Showing their efforts to do just that, we introduced you to their Home Labs project back in November, where they’re using two manufactured homes to test the impact of different energy-efficiency measures on water use, energy use, and environmental conditions.
How people live in a home drastically affects the way it conserves and utilizes energy, and therefore makes measuring a base level energy usage and comparing to energy usage after any upgrades quite difficult. The beauty of this study is that it eliminates the human factor variable and will generate very precise information from two highly controlled environments.
While it’s relatively easy to see varying energy usage and patterns on a smart meter, the study also seeks to understand more than just straight energy usage, factoring in human comfort by measuring humidity and the indoor environment with environmental sensors and a weather station.
The first study will be on the effects of highly insulated, triple-pane windows, followed by smart appliances, smart electric car charging stations, heat pump water heaters, efficient building envelopes, HVAC, and solar-thermal and photovoltaics. After testing each item in isolation to fully understand impact, the goal is to finally design an intelligent, responsive, zero net energy, zero peak load, retrofitted home using all the study’s leanings.

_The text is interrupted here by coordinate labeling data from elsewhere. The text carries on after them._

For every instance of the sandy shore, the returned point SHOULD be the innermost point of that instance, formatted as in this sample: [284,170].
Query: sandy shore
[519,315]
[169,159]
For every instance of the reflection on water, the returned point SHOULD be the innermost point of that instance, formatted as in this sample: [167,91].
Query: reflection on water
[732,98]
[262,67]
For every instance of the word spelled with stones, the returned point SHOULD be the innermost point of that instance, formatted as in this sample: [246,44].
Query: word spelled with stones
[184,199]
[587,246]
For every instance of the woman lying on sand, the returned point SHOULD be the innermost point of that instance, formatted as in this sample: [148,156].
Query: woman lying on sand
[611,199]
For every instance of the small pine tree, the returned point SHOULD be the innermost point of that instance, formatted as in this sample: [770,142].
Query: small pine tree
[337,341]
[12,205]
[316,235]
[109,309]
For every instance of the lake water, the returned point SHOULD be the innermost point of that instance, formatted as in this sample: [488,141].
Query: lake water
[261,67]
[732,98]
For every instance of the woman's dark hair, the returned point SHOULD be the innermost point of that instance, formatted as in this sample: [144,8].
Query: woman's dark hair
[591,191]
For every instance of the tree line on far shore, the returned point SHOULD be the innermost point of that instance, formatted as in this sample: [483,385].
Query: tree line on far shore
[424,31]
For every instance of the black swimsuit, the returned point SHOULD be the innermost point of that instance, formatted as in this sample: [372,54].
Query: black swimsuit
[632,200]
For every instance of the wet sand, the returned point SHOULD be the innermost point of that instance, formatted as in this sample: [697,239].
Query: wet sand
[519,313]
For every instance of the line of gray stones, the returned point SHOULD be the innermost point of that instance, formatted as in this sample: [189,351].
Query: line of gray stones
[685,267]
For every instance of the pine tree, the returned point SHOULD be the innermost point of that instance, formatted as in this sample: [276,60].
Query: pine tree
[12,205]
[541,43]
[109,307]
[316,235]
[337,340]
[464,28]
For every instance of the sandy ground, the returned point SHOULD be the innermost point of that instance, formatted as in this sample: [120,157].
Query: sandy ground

The PNNL project collaborates with a local utilities provider, Richland Energy Services, who is providing the electricity to the lab homes, oversized transformers, and smart meters. The potential for energy efficient retrofits and reducing peak loads also greatly benefits the energy company which has been able to avoid doing additional upgrades and expansion to the energy system as energy savings compensate for new building.
By avoiding new development, Richland Energy Services is able to do more with less, and began offering incentives to their customers for installing energy efficient heat pumps, insulation, windows, and doors, Energy Star appliances, and solar power installations. To encourage community participation and education, they recently launched both a video on the PNNL project and an online community forum for suggestions, tips, and feedback on energy efficiency and renewables.
The PNNL is one of ten Department of Energy national laboratories managed by the DOE’s Office of Science, and is working hard to support the DOE’s Building America program which aims to develop energy systems that can dramatically reduce annual energy use and peak loads in both new and existing homes.
As buildings account for nearly 40% of the U.S.’s energy usage, one of Building America’s goals is to reduce energy usage in current buildings by 50 percent through retrofits and energy upgrades – a lofty goal, but one with a huge potential impact if realized. This program is one calculated effort in that direction.